CS 748: Advances in Intelligent and Learning Agents
(Spring 2021)

(Picture source: https://www.publicdomainpictures.net/pictures/310000/velka/vintage-checkers-game-board.jpg.)

Instructor

  Shivaram Kalyanakrishnan
  Office: 220, New CSE Building
  Phone: 7704
  E-mail: shivaram@cse.iitb.ac.in

Teaching Assistant

Santhosh Kumar G.
E-mail: santhoshkg@iitb.ac.in

Course Description

Artificial intelligence is fast making inroads into various fields, and is indeed influencing our lives in a telling way. This course will accustom students to the state-of-the-art in designing and deploying intelligent and learning agents. The course will build upon the platform laid by CS 747 (Foundations of Intelligent and Learning Agents) to engage students in targeted research and system-building projects.

The course has three main objectives. First, it seeks to impart students the mindset that artificial intelligence and machine learning can substantially benefit real-world problems, and give them the confidence that they can drive this process. Second, the course seeks to develop the students' skills to abstract, analyse, design, implement, evaluate, and iterate while devising solutions. The third objective of the course is to train students to comprehend technical discourse and sharpen their communication skills.
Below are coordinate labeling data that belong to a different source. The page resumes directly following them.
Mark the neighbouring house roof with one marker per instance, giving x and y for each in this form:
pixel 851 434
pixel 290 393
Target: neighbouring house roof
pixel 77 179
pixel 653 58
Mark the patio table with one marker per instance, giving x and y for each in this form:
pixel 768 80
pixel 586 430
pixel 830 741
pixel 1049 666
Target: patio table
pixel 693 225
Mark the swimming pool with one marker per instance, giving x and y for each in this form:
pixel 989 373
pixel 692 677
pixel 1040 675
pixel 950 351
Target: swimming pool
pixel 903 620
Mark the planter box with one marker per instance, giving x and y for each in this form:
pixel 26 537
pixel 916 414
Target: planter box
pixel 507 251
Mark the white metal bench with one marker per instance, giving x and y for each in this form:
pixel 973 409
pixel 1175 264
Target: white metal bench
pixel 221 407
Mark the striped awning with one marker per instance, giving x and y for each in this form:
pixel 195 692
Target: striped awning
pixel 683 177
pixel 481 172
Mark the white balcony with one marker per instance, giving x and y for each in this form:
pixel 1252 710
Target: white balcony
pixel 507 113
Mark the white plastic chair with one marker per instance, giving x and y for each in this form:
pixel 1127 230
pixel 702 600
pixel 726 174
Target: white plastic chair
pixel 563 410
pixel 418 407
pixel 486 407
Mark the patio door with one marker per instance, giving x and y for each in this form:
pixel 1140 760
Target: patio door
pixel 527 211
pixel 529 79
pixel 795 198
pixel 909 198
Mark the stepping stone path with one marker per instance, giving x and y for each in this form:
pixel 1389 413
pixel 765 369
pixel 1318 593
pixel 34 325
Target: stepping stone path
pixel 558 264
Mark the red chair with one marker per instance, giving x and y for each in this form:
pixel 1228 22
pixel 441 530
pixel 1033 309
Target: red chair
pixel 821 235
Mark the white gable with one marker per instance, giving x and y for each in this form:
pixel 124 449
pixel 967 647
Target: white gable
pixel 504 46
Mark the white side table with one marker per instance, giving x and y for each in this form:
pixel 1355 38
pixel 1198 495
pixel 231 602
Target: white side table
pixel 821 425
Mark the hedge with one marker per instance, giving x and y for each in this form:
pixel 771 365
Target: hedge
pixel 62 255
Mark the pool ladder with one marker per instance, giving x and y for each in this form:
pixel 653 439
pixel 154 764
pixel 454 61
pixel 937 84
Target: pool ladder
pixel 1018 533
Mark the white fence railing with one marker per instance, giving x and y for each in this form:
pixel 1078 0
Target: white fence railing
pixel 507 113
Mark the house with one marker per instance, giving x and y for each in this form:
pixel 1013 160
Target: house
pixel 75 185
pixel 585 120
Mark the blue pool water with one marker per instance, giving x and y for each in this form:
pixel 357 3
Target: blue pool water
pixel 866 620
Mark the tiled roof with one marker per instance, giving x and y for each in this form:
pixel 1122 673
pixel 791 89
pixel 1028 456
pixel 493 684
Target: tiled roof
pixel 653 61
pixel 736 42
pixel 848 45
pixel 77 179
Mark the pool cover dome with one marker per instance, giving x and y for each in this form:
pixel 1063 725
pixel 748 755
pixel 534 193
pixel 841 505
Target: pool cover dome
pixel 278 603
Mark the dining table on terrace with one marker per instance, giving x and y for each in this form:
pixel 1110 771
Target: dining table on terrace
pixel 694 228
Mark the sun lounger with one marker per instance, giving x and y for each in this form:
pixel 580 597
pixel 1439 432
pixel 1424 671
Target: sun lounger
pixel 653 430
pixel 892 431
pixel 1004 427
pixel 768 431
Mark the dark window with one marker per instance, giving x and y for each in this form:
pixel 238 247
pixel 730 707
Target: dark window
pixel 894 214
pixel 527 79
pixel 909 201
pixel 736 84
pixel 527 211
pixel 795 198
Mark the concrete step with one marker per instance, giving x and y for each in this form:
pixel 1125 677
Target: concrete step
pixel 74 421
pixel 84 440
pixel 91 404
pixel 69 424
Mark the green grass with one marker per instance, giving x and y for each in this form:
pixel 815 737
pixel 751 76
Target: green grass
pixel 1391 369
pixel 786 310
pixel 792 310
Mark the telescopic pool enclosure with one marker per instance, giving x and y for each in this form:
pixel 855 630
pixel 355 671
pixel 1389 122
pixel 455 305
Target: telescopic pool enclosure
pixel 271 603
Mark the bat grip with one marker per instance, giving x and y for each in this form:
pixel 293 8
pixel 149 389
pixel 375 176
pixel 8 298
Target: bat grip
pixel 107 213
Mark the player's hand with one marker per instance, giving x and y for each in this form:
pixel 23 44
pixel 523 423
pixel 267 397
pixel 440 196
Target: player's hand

The course is organised in the form of two parallel tracks: lectures (mainly) based on research papers, and a semester-long research project. Topics covered in the lectures will include, among others, multiagent learning, POMDPs, theoretical analysis of MDP planning and learning, representation discovery, exploration, abstraction, animal behaviour, evolutionary algorithms, philosophy of AI, and applications. Students will be provided a short quiz/assignment every week based on the lecture material.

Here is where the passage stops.